De esta forma es que hoy finalmente arribamos a un panorama desolador para el quehacer democrático pendiente y la realización de aquellas reformas económico sociales tan urgentes en un país marcado por las profundas desigualdades. En un diagnóstico compartido por todos los sectores, se asume el descrédito general respecto de los grandes referentes políticos y sociales y el deterioro del liderazgo de la propia Jefa de Estado, su capital más importante. Es dramático comprobar en las últimas encuestas que más de un 65 por ciento de los chilenos piensa que al conjunto de la clase política lo que más le interesa es su conveniencia personal. Comprobándose en menos de un año de gobierno la desesperanza que existe respecto del propósito de una nueva Carta Fundamental, una Asamblea Constituyente, la ansiada reforma laboral y las transformaciones en los sistemas de salud y previsión, entre otros objetivos. Una frustración que también se manifiesta ante los discretos resultados de la Reforma Tributaria y, ahora, con la errática actitud gubernamental respecto de los proyectos educacionales.
La reelección de Michelle Bachelet entrañaba el compromiso de un cambio profundo que ahora es desafiado con arrogancia por las grandes patronales, la poderosa prensa opositora, pero también por la dispersión de su base política. Desacuerdos que ya no le aseguran plenamente al Ejecutivo contar con los votos en el Parlamento para implementar sus iniciativas, lo que indefectiblemente llevará a la población a radicalizar sus demandas, desahuciar la última posibilidad de un cambio dentro de la institucionalidad heredada, cuanto a buscar derroteros políticos por fuera del orden vigente. Cuando se sabe, además, que la institucionalidad actual es ilegítima en su origen y contenido, según lo reconocieron en el pasado los propios actores actuales en el Gobierno y el Parlamento.

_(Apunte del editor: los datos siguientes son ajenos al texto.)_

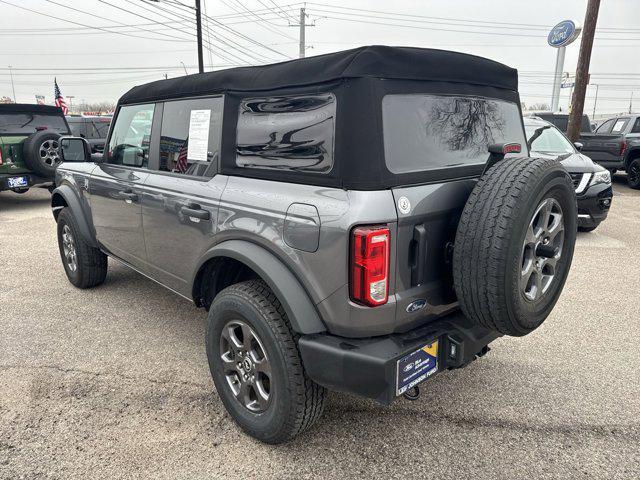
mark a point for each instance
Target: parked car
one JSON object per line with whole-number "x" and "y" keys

Es cosa de observar la cantidad de conflictos sociales a lo largo de todo el país. Las huelgas, bloqueos de caminos y una violencia en escalada que se confunde con la delincuencia común, el empoderamiento de las redes de los narcotraficantes y las inquietantes formas de corrupción policial. Que se traduce también en los bombazos, asaltos a la banca y el comercio y, como recién en Talcahuano, en la destrucción de una oficina pública.
Una situación, sin duda, que está desbaratando nuestra convivencia, que terminará por aislar a las cúpulas políticas y que pudiera conducirnos a una arriesgada e incierta salida. De la que nadie puede asegurar un buen resultado, una insurrección popular legítima al momento que se extinga la enorme paciencia que ha demostrado el pueblo en estas últimas décadas. Cuando lleguemos a grados de tensión y confrontación que nos expongan a una nueva asonada militar que, al igual que en 1973, muchos estiman todavía como improbable. A pesar de que el pinochetismo sigue tan vivo en las expresiones políticas de la derecha, las liturgias castrenses y en el corazón de los sectores patronales marcados por la codicia y el desprecio a los derechos de los trabajadores.